# Important Question



## ray (Nov 4, 2015)

What cage can be used as a birthing cage? Are cages with any wire at all dangerous or are ones with tub bases OK? I have the kaytee starter cage from petco as my extra/sick cage and was wondering if that would be safe to keep my possibly pregnant rat in?


----------



## kksrats (Jul 25, 2014)

The base looks deep enough but I'd be wary of the shelves. If you can take them out after the pups are born it'd probably be just fine.


----------



## Gribouilli (Dec 25, 2015)

I agree with taking the shelves of so mom rat doesn't take the babies anywhere else and a baby fall from the cage by mistake. I wouldn't put any hammock, or space pods...either.

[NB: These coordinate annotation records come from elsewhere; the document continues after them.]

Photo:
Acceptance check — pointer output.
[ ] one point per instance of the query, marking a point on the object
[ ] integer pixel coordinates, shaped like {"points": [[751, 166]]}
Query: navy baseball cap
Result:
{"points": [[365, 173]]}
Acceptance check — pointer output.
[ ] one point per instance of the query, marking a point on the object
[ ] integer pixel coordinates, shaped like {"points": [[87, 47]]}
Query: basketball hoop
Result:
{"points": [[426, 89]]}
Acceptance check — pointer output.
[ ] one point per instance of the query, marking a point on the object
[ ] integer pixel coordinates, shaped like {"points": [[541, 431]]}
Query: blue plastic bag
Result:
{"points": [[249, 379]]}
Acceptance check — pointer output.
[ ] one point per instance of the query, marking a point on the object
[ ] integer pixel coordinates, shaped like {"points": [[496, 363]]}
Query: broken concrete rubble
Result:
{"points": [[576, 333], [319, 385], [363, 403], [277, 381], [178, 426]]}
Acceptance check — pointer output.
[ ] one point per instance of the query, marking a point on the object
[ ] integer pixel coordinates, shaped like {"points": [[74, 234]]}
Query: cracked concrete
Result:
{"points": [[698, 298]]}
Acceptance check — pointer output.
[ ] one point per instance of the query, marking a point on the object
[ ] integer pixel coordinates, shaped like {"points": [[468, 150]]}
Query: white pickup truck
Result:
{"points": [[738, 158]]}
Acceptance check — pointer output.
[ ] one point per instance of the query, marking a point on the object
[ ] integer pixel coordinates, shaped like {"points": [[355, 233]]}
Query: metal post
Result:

The mom could still throw the babies out herself though...I personally would use a bin cage with a roof opening made out of 1/2 inch fencing. Sure the mom can still kill a few babies if she thinks something was wrong with them, but I personally would feel better if no babies could possibly fall out. That's just me.


----------



## CourteesRatties (Feb 23, 2016)

I agree a bin with fleece in a nice quiet corner would do way better when the cage if needed get a lid and cut a hole to 2 in the top for your hand and ventilation.


----------



## moonkissed (Dec 26, 2011)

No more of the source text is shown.